It is no secret that the future direction of the industry’s granddaddy event, Paperworld, is the subject of much debate. Following the absence of many big names in Frankfurt in January this year, Ruth Lorenz, divisional manager for Messe Frankfurt’s Paperworld, told OPI+ that she was "absolutely not happy about it. If the industry is not joined together through product ranges and brands, it’s a big pity."
So with Paperworld needing a bit of a boost, it came as no surprise last week when the Paperworld Strategy Commission agreed "new activities for 2007". Measures include: a completely new and innovative concept for the floors of Hall 3, the inclusion of new visitor target groups and a fresher and more modern advertising campaign.
Lorenz explained to OPI+: "The thinking behind the decision was to make Paperworld an all-encompassing experience. And the new hall structure was part of this. We were keen to show the power of innovation in the industry not just through the products on offer here, but also through the whole set-up and architecture of the event."
Messe Frankfurt collaborated with Clemens Weisshaar, an internationally renowned industry designer and architect, to create a completely new design and look for the floors of Hall 3. The space, which up until now has been laid out in a very uniform way, will be opened up and the aisles widened, which the designers hope will create a more "urban"feel where "wide avenues and plazas invite visitors to amble and look around". Special displays and communication forums will feature the latest trends in the industry and run like a red thread through the hall. In addition, food and drink outlets will now be incorporated into the hall. Until now, they’ve always been outside.
A fresh and modern slant on a traditional event is sure to get the thumbs up among both exhibitors and delegates. But Paperworld sceptics may see additional motives for the move as the floors of Hall 3 were those that this year were plagued by the absence of big names including Esselte, Smead Europe, Fellowes, Avery Dennison Europe and Acco. "Opening up" the hall to include spacious "wide avenues and plazas" could be the perfect way to hide space left if the big names fail to return to Frankfurt in 2007 – or if more manufacturers announce their non-appearance.
Another part of the Strategy Commission’s plan is to attract a completely new group of visitors, which Messe Frankfurt hope will inject the event with a new supply of lifeblood. This new group of visitors will include corporate buyers, the central buyers of large concerns and conglomerates. "Up until now, these people weren’t allowed to visit the fair during the trading days. But as the distribution and trading structures change in the office products industry, so are potential new sales channels," said Lorenz. "Paperworld’s Strategy Commission has identified new visitor groups from the semi professional field, which from now on will be incorporated in all national and international marketing activities. And at the very front of those new target groups are corporate buyers and sales directors from industry conglomerates, civil servants, as well as people like architects and graphic designers. With this move, we are hoping to create some new, high calibre visitor potential in the future, all with very large buying budgets."

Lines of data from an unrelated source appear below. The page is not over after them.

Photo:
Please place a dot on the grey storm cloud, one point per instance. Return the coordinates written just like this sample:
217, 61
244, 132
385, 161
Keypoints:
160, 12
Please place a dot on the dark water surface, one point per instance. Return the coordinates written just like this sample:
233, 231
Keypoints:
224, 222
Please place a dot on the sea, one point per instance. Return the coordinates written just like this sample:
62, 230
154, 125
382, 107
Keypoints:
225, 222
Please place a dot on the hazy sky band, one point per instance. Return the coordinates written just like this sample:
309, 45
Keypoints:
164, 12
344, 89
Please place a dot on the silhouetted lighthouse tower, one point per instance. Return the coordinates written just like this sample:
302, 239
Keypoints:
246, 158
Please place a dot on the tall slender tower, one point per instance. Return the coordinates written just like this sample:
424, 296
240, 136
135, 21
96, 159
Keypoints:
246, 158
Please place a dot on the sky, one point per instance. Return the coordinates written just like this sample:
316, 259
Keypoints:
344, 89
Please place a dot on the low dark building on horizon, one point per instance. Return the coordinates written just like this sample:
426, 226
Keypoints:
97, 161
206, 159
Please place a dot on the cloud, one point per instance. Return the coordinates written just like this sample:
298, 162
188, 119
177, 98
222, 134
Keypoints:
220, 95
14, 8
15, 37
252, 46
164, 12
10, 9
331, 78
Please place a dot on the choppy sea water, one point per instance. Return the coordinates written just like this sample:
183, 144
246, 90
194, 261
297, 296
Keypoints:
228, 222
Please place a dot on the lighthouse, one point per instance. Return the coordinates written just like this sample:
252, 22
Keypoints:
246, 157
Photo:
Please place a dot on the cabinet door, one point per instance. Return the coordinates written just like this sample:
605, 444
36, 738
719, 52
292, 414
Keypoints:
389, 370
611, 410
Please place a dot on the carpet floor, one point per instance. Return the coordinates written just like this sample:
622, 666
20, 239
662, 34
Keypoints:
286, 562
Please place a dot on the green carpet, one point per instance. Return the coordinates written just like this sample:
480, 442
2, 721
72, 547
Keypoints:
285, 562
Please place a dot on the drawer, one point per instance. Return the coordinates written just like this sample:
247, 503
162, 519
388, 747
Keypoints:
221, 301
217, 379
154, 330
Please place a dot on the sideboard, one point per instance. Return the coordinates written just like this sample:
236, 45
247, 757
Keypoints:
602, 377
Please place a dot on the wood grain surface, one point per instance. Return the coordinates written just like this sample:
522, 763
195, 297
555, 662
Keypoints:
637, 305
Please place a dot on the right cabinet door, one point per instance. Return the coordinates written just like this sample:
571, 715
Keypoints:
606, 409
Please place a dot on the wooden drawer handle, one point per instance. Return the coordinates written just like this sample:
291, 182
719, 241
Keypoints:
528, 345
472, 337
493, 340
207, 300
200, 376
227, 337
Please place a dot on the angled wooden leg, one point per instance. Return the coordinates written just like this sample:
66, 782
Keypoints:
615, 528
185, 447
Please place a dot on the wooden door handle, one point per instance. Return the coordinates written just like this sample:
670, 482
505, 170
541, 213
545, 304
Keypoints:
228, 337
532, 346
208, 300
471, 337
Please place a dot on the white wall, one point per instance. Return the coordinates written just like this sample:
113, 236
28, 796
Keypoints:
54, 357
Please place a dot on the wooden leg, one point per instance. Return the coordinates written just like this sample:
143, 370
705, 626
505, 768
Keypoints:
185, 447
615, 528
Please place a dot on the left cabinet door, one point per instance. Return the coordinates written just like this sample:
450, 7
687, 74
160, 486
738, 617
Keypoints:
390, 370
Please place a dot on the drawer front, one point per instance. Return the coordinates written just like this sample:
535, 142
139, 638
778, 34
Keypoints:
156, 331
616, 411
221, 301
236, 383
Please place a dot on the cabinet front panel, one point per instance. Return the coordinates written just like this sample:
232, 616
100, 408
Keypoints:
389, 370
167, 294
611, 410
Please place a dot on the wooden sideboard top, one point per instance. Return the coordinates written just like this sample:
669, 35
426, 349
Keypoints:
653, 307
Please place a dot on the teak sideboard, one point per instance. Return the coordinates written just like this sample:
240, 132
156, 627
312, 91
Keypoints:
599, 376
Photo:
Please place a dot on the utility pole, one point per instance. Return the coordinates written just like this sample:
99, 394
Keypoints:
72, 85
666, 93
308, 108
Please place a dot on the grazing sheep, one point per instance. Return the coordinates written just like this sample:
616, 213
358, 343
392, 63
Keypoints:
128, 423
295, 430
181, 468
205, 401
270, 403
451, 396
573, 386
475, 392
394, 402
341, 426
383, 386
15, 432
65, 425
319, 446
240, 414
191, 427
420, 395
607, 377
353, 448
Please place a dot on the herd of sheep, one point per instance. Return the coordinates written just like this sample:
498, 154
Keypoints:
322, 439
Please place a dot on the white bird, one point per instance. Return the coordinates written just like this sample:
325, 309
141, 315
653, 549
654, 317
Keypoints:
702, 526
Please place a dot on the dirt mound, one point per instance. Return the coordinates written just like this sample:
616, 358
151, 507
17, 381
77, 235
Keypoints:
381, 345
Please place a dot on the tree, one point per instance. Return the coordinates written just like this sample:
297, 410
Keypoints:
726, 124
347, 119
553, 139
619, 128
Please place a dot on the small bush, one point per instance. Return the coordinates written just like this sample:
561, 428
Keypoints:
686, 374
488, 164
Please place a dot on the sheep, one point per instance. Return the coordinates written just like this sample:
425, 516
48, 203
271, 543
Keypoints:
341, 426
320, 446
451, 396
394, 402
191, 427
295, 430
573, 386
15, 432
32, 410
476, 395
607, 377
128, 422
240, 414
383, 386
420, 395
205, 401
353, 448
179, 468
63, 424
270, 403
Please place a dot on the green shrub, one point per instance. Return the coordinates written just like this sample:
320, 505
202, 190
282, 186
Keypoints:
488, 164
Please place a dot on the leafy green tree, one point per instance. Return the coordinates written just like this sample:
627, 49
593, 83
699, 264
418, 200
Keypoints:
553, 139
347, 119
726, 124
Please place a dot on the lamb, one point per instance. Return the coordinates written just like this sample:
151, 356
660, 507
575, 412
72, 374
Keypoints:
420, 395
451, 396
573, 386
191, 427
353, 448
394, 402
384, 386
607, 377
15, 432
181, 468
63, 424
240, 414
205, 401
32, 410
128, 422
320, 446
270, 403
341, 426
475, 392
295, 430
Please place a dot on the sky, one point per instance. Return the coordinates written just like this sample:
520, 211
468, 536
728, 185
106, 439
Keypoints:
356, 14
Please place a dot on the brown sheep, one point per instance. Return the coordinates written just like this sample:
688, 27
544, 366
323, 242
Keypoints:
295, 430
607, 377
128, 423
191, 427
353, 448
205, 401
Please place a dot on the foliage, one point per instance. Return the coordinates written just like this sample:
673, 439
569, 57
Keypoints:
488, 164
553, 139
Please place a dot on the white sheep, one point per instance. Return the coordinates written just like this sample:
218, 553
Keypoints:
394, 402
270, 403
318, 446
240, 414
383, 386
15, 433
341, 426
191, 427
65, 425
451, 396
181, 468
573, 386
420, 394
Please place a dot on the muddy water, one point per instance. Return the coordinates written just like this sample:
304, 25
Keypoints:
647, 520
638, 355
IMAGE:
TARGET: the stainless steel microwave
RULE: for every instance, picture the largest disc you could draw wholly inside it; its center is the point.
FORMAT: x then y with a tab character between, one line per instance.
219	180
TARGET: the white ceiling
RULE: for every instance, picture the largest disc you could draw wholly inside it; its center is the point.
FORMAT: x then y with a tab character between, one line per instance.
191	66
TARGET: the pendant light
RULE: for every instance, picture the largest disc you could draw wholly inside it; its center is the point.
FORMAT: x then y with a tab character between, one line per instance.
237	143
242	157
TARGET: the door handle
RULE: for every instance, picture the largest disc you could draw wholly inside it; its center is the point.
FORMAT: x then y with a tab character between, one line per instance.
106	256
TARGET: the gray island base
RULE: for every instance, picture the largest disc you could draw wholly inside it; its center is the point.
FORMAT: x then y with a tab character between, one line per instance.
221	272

Messe Frankfurt is determined that these changes will not go unnoticed and they will be illustrated in a new advertising campaign for Paperworld 2007. In addition, the organisation’s traditional trade media campaign will be complemented for the first time by ad campaigns in the daily and business press just before the fair.
It is undoubtedly positive for the industry that the organisers of Paperworld are rejuvenating the event and, by opening up to new visitor categories, increasing possible revenue streams for exhibitors and delegates alike. After all, the OP industry is ever-changing and its largest event should reflect the trends.
Lorenz was certainly correct when she said: "In the long term, I mostly hope that Paperworld and the whole industry will never stop to grasp new opportunities and realise new visions – that is essential for the life and versatility of this industry."
But how much new life these changes will infuse into the event remains to be seen. Next January will certainly be interesting.